At this point, I’ve watched around 200 anime, and for a long time my ratings were kind of a mess. For a long time, if I liked something, it was a 9. If I loved it, it was a 10. Looking back at my favorites list, I can see the pattern pretty clearly. A lot of emotional shows I watched during a rough period of my life, rom coms primarily (that were filling a gap), but there was some genuinely good stuff mixed in that probably deserved more thought than I gave it.
Towards the middle half of last year, I even changed to smiley faces as my rating system. Which muddied the water even more.
So, I’m starting fresh with a cleaner system.
The scale
I’m using 1-5 as it forces more honest placements. A 3 means it was solid and enjoyable, not that it was bad. Most things are probably a 3, and that’s fine.
If I drop something, it gets its own category outside the scale with a note on why. Dropped because it was bad is different from dropped because it wasn’t for me.
What I’m looking at in anime
Five things, roughly in how much they tend to mattter to me:
- Characters: Are they likable, or at least believable and purposeful?
- Conflict: Does it feel earned, or is it manufactured drama to delay the plot?
- Pacing: Was I engaged throughout?
- Payoff: Did the ending or emotional moments actually land?
- Memorability: What’s left after its done?

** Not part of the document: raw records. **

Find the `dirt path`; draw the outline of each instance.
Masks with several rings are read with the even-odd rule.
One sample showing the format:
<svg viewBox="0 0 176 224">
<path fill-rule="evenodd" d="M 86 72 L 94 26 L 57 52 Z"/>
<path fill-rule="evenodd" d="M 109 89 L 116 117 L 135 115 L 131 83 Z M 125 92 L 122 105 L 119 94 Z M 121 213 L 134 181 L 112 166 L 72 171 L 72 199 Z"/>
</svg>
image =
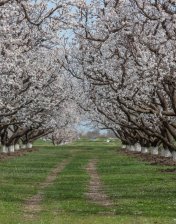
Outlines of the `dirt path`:
<svg viewBox="0 0 176 224">
<path fill-rule="evenodd" d="M 90 160 L 86 167 L 87 173 L 90 176 L 90 183 L 86 196 L 90 201 L 96 204 L 99 204 L 104 207 L 111 207 L 113 205 L 113 202 L 105 194 L 105 192 L 103 192 L 101 180 L 97 173 L 96 165 L 97 160 L 93 159 Z"/>
<path fill-rule="evenodd" d="M 57 176 L 63 171 L 63 169 L 69 162 L 69 159 L 65 159 L 63 162 L 59 163 L 59 165 L 55 167 L 47 176 L 45 181 L 39 185 L 38 193 L 26 200 L 24 207 L 25 219 L 34 219 L 37 213 L 41 211 L 40 204 L 43 200 L 43 190 L 55 181 Z"/>
</svg>

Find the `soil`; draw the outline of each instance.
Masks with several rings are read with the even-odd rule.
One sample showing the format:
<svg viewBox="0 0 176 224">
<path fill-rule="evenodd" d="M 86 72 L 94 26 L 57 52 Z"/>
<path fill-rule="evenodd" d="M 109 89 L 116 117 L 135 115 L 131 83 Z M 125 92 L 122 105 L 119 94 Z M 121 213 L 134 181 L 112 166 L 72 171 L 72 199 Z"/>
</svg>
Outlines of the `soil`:
<svg viewBox="0 0 176 224">
<path fill-rule="evenodd" d="M 96 169 L 97 160 L 90 160 L 86 170 L 90 176 L 90 182 L 88 186 L 88 192 L 86 193 L 89 201 L 99 204 L 104 207 L 111 207 L 113 202 L 110 198 L 103 192 L 102 183 Z"/>
<path fill-rule="evenodd" d="M 165 158 L 159 155 L 142 154 L 141 152 L 129 152 L 124 149 L 121 149 L 121 152 L 142 161 L 149 162 L 151 165 L 176 166 L 176 162 L 174 162 L 172 158 Z"/>
<path fill-rule="evenodd" d="M 37 148 L 31 148 L 31 149 L 21 149 L 15 152 L 8 152 L 8 153 L 0 153 L 0 160 L 5 160 L 5 159 L 9 159 L 9 158 L 14 158 L 14 157 L 19 157 L 19 156 L 24 156 L 26 155 L 28 152 L 34 152 L 34 151 L 38 151 Z"/>
<path fill-rule="evenodd" d="M 162 173 L 176 173 L 176 169 L 163 169 L 161 170 Z"/>
<path fill-rule="evenodd" d="M 25 219 L 34 219 L 37 214 L 41 211 L 41 201 L 43 200 L 43 190 L 49 185 L 53 184 L 57 176 L 63 171 L 65 166 L 70 162 L 69 159 L 65 159 L 63 162 L 59 163 L 47 176 L 44 182 L 39 184 L 38 193 L 31 198 L 28 198 L 25 202 L 24 216 Z"/>
</svg>

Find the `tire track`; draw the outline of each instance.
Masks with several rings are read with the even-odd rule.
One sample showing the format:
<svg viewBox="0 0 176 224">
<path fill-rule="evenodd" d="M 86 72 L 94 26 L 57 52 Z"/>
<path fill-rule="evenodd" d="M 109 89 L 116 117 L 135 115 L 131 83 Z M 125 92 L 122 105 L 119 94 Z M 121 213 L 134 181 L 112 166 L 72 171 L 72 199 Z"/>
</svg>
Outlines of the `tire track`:
<svg viewBox="0 0 176 224">
<path fill-rule="evenodd" d="M 34 196 L 28 198 L 24 206 L 24 217 L 27 220 L 34 219 L 37 214 L 42 210 L 41 202 L 43 200 L 43 190 L 49 185 L 53 184 L 58 175 L 63 171 L 65 166 L 70 163 L 70 159 L 65 159 L 59 163 L 47 176 L 44 182 L 39 185 L 39 191 Z"/>
<path fill-rule="evenodd" d="M 101 206 L 112 207 L 113 202 L 110 200 L 108 195 L 105 194 L 102 188 L 102 183 L 97 172 L 97 160 L 92 159 L 88 163 L 86 170 L 90 176 L 90 182 L 88 186 L 88 192 L 86 193 L 87 198 Z"/>
</svg>

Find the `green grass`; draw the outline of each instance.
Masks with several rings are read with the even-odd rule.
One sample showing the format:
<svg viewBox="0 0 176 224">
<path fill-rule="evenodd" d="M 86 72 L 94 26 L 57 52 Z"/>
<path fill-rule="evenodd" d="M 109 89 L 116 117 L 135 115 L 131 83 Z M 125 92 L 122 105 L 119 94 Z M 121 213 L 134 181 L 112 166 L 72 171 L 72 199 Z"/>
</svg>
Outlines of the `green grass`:
<svg viewBox="0 0 176 224">
<path fill-rule="evenodd" d="M 176 176 L 160 171 L 168 167 L 122 155 L 120 143 L 114 140 L 84 139 L 60 147 L 39 140 L 35 145 L 39 151 L 0 162 L 0 224 L 176 223 Z M 35 220 L 26 220 L 25 200 L 65 158 L 70 163 L 43 191 L 42 211 Z M 113 208 L 86 200 L 89 176 L 85 167 L 94 158 L 99 161 L 98 173 Z M 114 215 L 107 215 L 109 211 Z"/>
</svg>

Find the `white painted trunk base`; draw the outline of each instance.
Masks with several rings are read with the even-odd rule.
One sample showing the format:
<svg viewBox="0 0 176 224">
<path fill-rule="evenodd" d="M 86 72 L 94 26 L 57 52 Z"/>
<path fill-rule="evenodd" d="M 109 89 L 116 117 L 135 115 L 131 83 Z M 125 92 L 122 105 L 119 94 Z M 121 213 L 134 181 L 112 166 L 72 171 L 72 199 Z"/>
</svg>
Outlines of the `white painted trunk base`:
<svg viewBox="0 0 176 224">
<path fill-rule="evenodd" d="M 131 145 L 131 146 L 130 146 L 130 151 L 131 151 L 131 152 L 135 152 L 135 145 Z"/>
<path fill-rule="evenodd" d="M 8 153 L 8 147 L 5 145 L 2 145 L 2 152 L 3 153 Z"/>
<path fill-rule="evenodd" d="M 136 152 L 141 152 L 141 145 L 140 145 L 139 143 L 136 143 L 136 144 L 134 145 L 134 147 L 135 147 L 135 151 L 136 151 Z"/>
<path fill-rule="evenodd" d="M 149 149 L 148 149 L 147 147 L 142 147 L 142 148 L 141 148 L 141 152 L 142 152 L 143 154 L 145 154 L 145 153 L 149 153 Z"/>
<path fill-rule="evenodd" d="M 21 148 L 22 149 L 26 149 L 26 145 L 21 145 Z"/>
<path fill-rule="evenodd" d="M 19 144 L 15 144 L 15 150 L 19 150 L 20 149 L 20 145 Z"/>
<path fill-rule="evenodd" d="M 151 154 L 152 155 L 158 155 L 159 154 L 157 146 L 156 147 L 151 147 Z"/>
<path fill-rule="evenodd" d="M 170 152 L 169 149 L 164 149 L 164 157 L 166 158 L 171 158 L 172 157 L 172 153 Z"/>
<path fill-rule="evenodd" d="M 27 148 L 31 149 L 32 148 L 32 143 L 27 143 Z"/>
<path fill-rule="evenodd" d="M 164 155 L 165 155 L 165 150 L 164 149 L 161 149 L 160 155 L 164 157 Z"/>
<path fill-rule="evenodd" d="M 176 161 L 176 151 L 172 152 L 172 158 L 173 158 L 173 161 Z"/>
<path fill-rule="evenodd" d="M 15 146 L 14 145 L 10 145 L 8 147 L 8 149 L 9 149 L 9 152 L 15 152 Z"/>
</svg>

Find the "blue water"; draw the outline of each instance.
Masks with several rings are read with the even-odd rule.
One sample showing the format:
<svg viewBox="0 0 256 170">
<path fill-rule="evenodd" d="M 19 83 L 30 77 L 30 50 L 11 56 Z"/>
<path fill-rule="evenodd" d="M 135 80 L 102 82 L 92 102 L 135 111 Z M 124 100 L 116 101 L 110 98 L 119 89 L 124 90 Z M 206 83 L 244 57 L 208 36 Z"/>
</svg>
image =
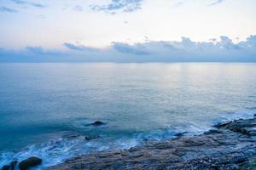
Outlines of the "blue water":
<svg viewBox="0 0 256 170">
<path fill-rule="evenodd" d="M 37 156 L 43 168 L 255 113 L 256 64 L 0 64 L 0 166 Z"/>
</svg>

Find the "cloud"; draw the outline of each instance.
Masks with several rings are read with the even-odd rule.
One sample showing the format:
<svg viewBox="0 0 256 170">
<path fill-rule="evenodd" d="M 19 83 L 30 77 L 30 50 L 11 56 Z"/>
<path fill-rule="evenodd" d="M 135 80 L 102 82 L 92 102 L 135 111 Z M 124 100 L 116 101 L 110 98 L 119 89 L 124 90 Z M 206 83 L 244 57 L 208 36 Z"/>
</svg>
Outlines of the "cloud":
<svg viewBox="0 0 256 170">
<path fill-rule="evenodd" d="M 146 48 L 140 43 L 131 46 L 128 43 L 112 42 L 112 47 L 115 50 L 125 54 L 133 54 L 137 55 L 145 55 L 149 54 L 146 51 Z"/>
<path fill-rule="evenodd" d="M 45 8 L 46 6 L 38 3 L 32 3 L 29 1 L 24 1 L 24 0 L 11 0 L 13 3 L 19 4 L 19 5 L 30 5 L 37 8 Z"/>
<path fill-rule="evenodd" d="M 118 12 L 131 13 L 142 8 L 143 0 L 112 0 L 108 5 L 90 5 L 94 11 L 114 14 Z"/>
<path fill-rule="evenodd" d="M 0 7 L 0 12 L 7 12 L 7 13 L 17 13 L 18 11 L 13 8 L 9 8 L 7 7 Z"/>
<path fill-rule="evenodd" d="M 209 6 L 213 6 L 213 5 L 218 5 L 218 3 L 221 3 L 223 2 L 224 2 L 225 0 L 217 0 L 213 3 L 212 3 L 211 4 L 209 4 Z"/>
<path fill-rule="evenodd" d="M 57 49 L 44 49 L 40 46 L 28 46 L 26 48 L 28 52 L 32 54 L 39 54 L 39 55 L 60 55 L 63 54 L 63 53 Z"/>
<path fill-rule="evenodd" d="M 65 50 L 39 46 L 23 50 L 0 48 L 0 62 L 256 62 L 256 35 L 234 43 L 225 36 L 208 42 L 147 41 L 129 44 L 114 42 L 106 48 L 86 47 L 79 42 L 63 44 Z"/>
<path fill-rule="evenodd" d="M 88 52 L 96 52 L 100 49 L 95 48 L 89 48 L 81 44 L 73 44 L 69 42 L 65 42 L 63 44 L 66 48 L 75 50 L 75 51 L 88 51 Z"/>
<path fill-rule="evenodd" d="M 83 7 L 80 5 L 74 6 L 73 9 L 78 12 L 82 12 L 84 10 Z"/>
</svg>

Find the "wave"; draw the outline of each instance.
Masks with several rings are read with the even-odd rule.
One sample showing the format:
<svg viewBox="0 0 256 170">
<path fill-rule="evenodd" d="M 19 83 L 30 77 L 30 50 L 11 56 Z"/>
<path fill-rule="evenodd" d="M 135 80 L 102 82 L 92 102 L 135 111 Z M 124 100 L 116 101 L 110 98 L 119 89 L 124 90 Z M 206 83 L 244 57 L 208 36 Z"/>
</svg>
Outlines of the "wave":
<svg viewBox="0 0 256 170">
<path fill-rule="evenodd" d="M 213 124 L 240 118 L 250 118 L 254 113 L 255 111 L 252 110 L 236 113 L 227 112 L 212 120 L 211 123 L 192 122 L 149 132 L 133 133 L 130 135 L 101 135 L 99 139 L 92 140 L 85 140 L 84 136 L 77 134 L 75 132 L 67 132 L 61 138 L 51 139 L 44 144 L 29 145 L 18 152 L 2 153 L 0 155 L 0 167 L 9 164 L 13 160 L 21 161 L 35 156 L 44 160 L 43 164 L 36 169 L 44 169 L 61 163 L 70 157 L 94 151 L 130 149 L 131 147 L 146 144 L 152 140 L 160 141 L 175 138 L 177 133 L 185 135 L 200 134 L 212 128 Z"/>
</svg>

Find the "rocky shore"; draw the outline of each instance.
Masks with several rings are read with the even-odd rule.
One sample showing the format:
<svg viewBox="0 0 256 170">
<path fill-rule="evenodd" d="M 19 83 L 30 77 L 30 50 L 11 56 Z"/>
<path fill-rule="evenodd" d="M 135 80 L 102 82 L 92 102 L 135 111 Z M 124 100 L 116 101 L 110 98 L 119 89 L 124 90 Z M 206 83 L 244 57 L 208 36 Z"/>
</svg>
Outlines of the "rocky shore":
<svg viewBox="0 0 256 170">
<path fill-rule="evenodd" d="M 130 150 L 77 156 L 49 170 L 242 169 L 256 156 L 256 117 L 216 125 L 198 136 L 148 141 Z M 249 168 L 249 167 L 247 167 Z"/>
</svg>

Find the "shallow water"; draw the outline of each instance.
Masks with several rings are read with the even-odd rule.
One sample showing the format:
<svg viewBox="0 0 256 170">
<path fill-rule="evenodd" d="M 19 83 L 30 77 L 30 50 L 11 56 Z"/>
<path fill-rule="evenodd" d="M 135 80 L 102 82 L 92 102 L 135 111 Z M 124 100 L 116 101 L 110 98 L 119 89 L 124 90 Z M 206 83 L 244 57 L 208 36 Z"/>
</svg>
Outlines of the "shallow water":
<svg viewBox="0 0 256 170">
<path fill-rule="evenodd" d="M 0 166 L 32 155 L 42 168 L 255 113 L 256 64 L 0 64 Z"/>
</svg>

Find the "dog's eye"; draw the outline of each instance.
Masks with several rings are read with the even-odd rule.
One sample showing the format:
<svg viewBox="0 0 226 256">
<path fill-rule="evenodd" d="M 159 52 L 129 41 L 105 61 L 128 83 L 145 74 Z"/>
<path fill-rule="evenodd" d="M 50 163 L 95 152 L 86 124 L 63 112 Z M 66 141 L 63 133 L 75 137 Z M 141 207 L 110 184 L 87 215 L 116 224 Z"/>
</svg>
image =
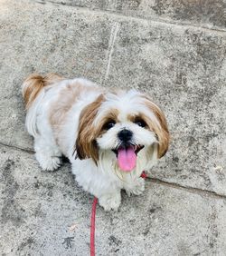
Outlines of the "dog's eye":
<svg viewBox="0 0 226 256">
<path fill-rule="evenodd" d="M 146 122 L 142 119 L 135 120 L 134 123 L 139 125 L 140 127 L 146 127 Z"/>
<path fill-rule="evenodd" d="M 114 127 L 115 124 L 116 124 L 116 122 L 113 121 L 113 120 L 111 120 L 111 121 L 108 121 L 108 123 L 106 123 L 104 124 L 104 127 L 103 127 L 103 128 L 104 128 L 105 130 L 109 130 L 110 128 Z"/>
</svg>

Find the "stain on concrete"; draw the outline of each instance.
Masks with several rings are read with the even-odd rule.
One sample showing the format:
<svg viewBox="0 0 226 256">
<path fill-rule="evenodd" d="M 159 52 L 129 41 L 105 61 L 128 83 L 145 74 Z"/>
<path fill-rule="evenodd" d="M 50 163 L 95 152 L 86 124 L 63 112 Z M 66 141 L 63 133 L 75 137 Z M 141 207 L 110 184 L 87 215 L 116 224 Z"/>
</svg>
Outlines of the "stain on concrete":
<svg viewBox="0 0 226 256">
<path fill-rule="evenodd" d="M 12 222 L 14 225 L 20 226 L 24 222 L 24 210 L 18 205 L 14 196 L 19 189 L 19 184 L 14 180 L 14 161 L 7 159 L 3 168 L 3 183 L 5 184 L 1 221 L 3 223 Z"/>
</svg>

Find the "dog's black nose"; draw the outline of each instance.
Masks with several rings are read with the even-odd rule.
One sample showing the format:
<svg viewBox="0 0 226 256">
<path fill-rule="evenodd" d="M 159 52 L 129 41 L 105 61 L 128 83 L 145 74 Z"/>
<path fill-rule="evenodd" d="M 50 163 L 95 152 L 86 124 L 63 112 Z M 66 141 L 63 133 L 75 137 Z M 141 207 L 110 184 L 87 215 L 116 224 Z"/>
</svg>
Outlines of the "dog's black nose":
<svg viewBox="0 0 226 256">
<path fill-rule="evenodd" d="M 120 141 L 127 143 L 133 136 L 133 133 L 129 130 L 124 129 L 118 133 L 118 137 Z"/>
</svg>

This isn’t necessarily a checklist, but more of a reflection on what I realized mattered to me when going through the list of anime I had previously considered my favorite at one point in the past.
One last thing
In the past, how I felt about some of what I’ve watched was skewed by the context of my life at the time. This I do genuinely believe is normal, but I wanted to make this rating system so I could actually stand behind my opinions on things, and have clear indicators on why a certain show or movie didn’t hit for me in the way others do.